Whatever it is -- your partner breaking a promise, or cheating, or abandoning you -- it can be devastating. You may feel helpless, fearful, alone, or out of control. This is a relationship trauma. It knocks you down and you wonder if you can get back up.
And that's the thing: everyday hurts go away with time, but traumatic wounds don't heal on their own. They can't be ignored, or brushed aside, or dismissed with quick apologies. We often hear from the injuring party that it was ages ago. How can she still be upset? Or, I've said sorry so many times, what more can I do?
There is a way forward -- through real apology and forgiveness.
Emotion-focused therapy (thanks to Dr. Les Greenberg and Dr. Sue Johnson) teaches us that if you've suffered a traumatic relationship injury, consider these steps:
1. Tell your partner very clearly how this behaviour hurt you. Ask yourself: At a time of urgent need, did I feel abandoned and alone? Or devalued? Did my partner become a source of danger, rather than safety?
Your partner needs to understand the meaning this injury had for you -- what exactly made it so painful or traumatic. It may be from a childhood wound or insecurity (i.e. Your father used to call you "overdramatic") or a matter of timing (i.e. Your wife had an affair while you were grieving the loss of your mother) or an issue of values (i.e. Keeping your word is a fundamental value), or something specific to you.
2. Listen to your partner acknowledge your pain and his or her role in it. As Dr. Johnson states in her book, Hold Me Tight, "Until injured partners see that this pain has been truly recognized, they will not be able to let it go." This requires your partner to step it up and take accountability.
What you need to hear is a heartfelt apology -- one that comes with regret and remorse. You need to see that your partner has suffered too, not from your anger, but from the weight of his or her own actions. If you believe your partner deeply regrets his actions, knows he was wrong, and even feels he violated his own personal standards, you will feel more trusting and open to forgiveness.
3. Be willing to forgive. Remember real forgiveness is not excusing, condoning, pardoning, or forgetting. It is holding the other accountable, acknowledging your role in what happened (or your reaction to what happened), and giving up any grudges, revenge, or sense of entitlement.

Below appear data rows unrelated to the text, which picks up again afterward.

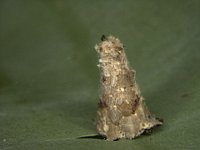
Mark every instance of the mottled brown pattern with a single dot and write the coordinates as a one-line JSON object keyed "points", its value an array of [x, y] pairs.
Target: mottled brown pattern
{"points": [[122, 112]]}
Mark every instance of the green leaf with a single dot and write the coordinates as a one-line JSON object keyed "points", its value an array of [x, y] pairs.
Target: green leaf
{"points": [[49, 81]]}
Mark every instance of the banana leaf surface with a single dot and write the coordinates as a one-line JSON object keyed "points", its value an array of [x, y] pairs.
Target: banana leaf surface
{"points": [[49, 81]]}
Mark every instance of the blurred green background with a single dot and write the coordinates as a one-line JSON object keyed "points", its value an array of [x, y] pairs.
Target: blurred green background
{"points": [[49, 80]]}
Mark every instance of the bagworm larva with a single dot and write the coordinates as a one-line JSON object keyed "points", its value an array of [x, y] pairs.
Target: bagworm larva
{"points": [[122, 112]]}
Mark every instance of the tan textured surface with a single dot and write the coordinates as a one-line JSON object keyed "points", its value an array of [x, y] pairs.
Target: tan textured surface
{"points": [[122, 112]]}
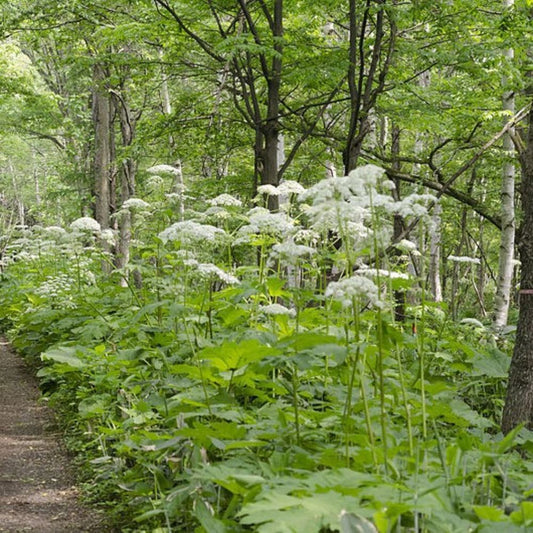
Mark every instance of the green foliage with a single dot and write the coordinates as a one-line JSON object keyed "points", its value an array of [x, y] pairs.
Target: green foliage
{"points": [[200, 403]]}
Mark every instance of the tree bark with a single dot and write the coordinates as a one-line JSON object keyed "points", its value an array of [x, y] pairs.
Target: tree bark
{"points": [[102, 145], [507, 239], [519, 400], [272, 126]]}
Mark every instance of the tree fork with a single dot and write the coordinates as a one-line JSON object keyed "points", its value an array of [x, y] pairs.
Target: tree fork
{"points": [[519, 400]]}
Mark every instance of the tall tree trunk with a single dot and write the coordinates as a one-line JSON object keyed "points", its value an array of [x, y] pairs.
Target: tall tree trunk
{"points": [[505, 269], [127, 184], [271, 128], [519, 400], [398, 222], [102, 145]]}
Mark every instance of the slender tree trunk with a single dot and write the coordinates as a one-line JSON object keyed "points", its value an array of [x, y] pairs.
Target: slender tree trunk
{"points": [[271, 129], [398, 222], [519, 400], [127, 184], [102, 145], [505, 269]]}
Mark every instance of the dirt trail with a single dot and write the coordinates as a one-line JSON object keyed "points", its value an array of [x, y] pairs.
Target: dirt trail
{"points": [[37, 492]]}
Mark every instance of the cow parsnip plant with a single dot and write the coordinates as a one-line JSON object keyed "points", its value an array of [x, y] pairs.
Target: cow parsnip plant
{"points": [[251, 375]]}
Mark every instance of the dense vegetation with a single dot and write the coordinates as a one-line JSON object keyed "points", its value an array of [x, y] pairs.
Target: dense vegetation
{"points": [[234, 337], [228, 393]]}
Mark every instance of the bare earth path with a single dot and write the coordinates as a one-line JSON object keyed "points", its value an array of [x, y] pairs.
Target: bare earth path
{"points": [[37, 493]]}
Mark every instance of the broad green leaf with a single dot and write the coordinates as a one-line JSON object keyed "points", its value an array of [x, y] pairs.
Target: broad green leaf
{"points": [[351, 523], [66, 355], [485, 512]]}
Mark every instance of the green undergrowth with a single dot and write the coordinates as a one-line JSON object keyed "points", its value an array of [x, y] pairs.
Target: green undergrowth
{"points": [[201, 404]]}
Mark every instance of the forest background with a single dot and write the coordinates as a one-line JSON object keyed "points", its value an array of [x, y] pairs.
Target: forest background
{"points": [[263, 256]]}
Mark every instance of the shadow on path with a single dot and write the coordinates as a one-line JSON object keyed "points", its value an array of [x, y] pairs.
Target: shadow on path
{"points": [[37, 492]]}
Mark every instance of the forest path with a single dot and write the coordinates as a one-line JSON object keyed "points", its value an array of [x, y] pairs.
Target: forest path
{"points": [[37, 492]]}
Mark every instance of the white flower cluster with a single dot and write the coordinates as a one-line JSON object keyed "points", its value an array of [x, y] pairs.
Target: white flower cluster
{"points": [[283, 189], [55, 286], [218, 212], [87, 224], [208, 270], [154, 183], [54, 231], [262, 221], [464, 259], [277, 310], [225, 200], [135, 204], [414, 205], [164, 169], [383, 274], [189, 232], [354, 288], [289, 252], [109, 236]]}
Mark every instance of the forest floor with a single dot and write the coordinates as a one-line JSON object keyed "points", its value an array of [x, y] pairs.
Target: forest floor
{"points": [[37, 487]]}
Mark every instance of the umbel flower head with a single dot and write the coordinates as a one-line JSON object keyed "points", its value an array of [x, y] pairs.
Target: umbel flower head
{"points": [[189, 232], [85, 224], [135, 204], [354, 288], [262, 221], [164, 169], [225, 200]]}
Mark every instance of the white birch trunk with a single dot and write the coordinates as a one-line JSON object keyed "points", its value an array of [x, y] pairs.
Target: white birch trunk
{"points": [[507, 238]]}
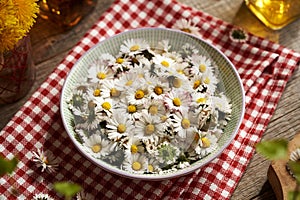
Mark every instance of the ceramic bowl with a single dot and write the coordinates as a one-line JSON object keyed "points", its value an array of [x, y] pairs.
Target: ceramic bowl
{"points": [[230, 84]]}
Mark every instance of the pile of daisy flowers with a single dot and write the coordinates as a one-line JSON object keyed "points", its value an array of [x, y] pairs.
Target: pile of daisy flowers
{"points": [[150, 110]]}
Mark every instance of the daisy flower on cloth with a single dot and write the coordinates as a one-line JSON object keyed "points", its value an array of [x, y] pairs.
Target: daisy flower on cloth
{"points": [[97, 146], [186, 25], [137, 163], [134, 46], [45, 160]]}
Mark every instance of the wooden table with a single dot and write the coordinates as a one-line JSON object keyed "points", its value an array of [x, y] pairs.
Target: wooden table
{"points": [[51, 44]]}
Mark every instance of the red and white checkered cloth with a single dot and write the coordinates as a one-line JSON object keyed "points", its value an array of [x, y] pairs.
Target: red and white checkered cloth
{"points": [[264, 67]]}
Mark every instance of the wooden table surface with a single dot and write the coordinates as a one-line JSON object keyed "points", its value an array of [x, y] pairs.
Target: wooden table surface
{"points": [[51, 44]]}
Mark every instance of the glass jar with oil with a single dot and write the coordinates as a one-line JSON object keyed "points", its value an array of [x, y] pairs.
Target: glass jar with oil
{"points": [[275, 14]]}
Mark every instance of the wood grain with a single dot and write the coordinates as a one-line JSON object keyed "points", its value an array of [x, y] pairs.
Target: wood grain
{"points": [[51, 45]]}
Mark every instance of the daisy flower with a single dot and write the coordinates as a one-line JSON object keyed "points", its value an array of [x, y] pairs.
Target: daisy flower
{"points": [[121, 64], [78, 99], [97, 146], [167, 153], [89, 120], [99, 72], [105, 105], [162, 47], [109, 90], [155, 108], [201, 99], [181, 123], [142, 60], [148, 126], [238, 35], [133, 146], [137, 163], [134, 46], [150, 146], [94, 91], [210, 81], [200, 64], [186, 25], [158, 88], [42, 196], [178, 100], [127, 80], [163, 63], [45, 160], [150, 110], [133, 111], [222, 103], [153, 166], [138, 94], [119, 126], [187, 50], [180, 81]]}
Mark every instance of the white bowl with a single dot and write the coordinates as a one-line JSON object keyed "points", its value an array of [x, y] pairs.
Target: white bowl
{"points": [[230, 84]]}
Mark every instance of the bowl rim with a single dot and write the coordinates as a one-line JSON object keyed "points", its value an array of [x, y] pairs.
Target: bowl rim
{"points": [[162, 176]]}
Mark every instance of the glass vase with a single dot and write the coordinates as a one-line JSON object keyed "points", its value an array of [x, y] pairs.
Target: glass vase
{"points": [[17, 72]]}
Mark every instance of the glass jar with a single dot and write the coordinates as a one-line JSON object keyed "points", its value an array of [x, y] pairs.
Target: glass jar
{"points": [[17, 72], [65, 13], [275, 14]]}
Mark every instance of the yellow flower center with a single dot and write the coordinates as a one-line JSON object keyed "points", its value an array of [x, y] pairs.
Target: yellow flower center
{"points": [[129, 83], [149, 129], [121, 128], [196, 84], [139, 94], [165, 63], [176, 102], [177, 82], [114, 92], [206, 80], [158, 90], [136, 166], [153, 110], [150, 168], [106, 105], [180, 71], [119, 60], [135, 48], [201, 100], [205, 142], [131, 108], [96, 148], [97, 92], [134, 149], [45, 159], [202, 68], [185, 123], [196, 137], [101, 75], [163, 118]]}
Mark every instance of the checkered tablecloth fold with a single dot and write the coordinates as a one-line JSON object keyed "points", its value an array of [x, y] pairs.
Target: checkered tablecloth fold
{"points": [[263, 66]]}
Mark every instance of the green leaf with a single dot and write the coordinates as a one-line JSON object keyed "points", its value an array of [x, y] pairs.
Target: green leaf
{"points": [[293, 195], [273, 149], [7, 166], [295, 168], [67, 189]]}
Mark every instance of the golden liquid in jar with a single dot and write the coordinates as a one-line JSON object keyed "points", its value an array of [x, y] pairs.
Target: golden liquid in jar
{"points": [[275, 14], [65, 13]]}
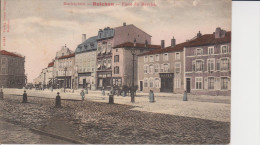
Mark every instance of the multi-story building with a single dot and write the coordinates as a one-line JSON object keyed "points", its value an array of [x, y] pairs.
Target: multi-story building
{"points": [[12, 72], [65, 51], [66, 71], [162, 70], [122, 62], [107, 39], [207, 64], [85, 63]]}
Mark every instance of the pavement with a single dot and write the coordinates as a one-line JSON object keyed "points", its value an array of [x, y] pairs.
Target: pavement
{"points": [[215, 108], [96, 122]]}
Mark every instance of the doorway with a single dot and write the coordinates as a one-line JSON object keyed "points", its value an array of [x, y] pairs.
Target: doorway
{"points": [[188, 85], [141, 85]]}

4. Let your partner know what else you need from him or her to bring closure. Ask directly for your needs -- the ones that were overlooked -- to now be met. The focus is on restoring trust and security. You may even want to set out rituals for reassurance (i.e. When either of us asks for a hug, we give it no matter what, or Your spouse promises to call very regularly when she goes out).
Beware the pitfalls! The main reason couples can't find resolution is when the injuring partner becomes defensive or deflects responsibility:
• Pressuring a partner to "get over it", or telling her it was long ago.
• Competing with the injured partner over who is more hurt.
• Failing to recognize the hurt that's been inflicted.
• Assuming a victim role, or becoming hopeless.
• Offering a token apology.
• Blaming the injured partner.
You may have spent months or years suffering from this wound, even building up a wall to protect yourself. So remember these steps take time, especially bringing closure. But there is a way forward. You can finally, with real forgiveness, get over it.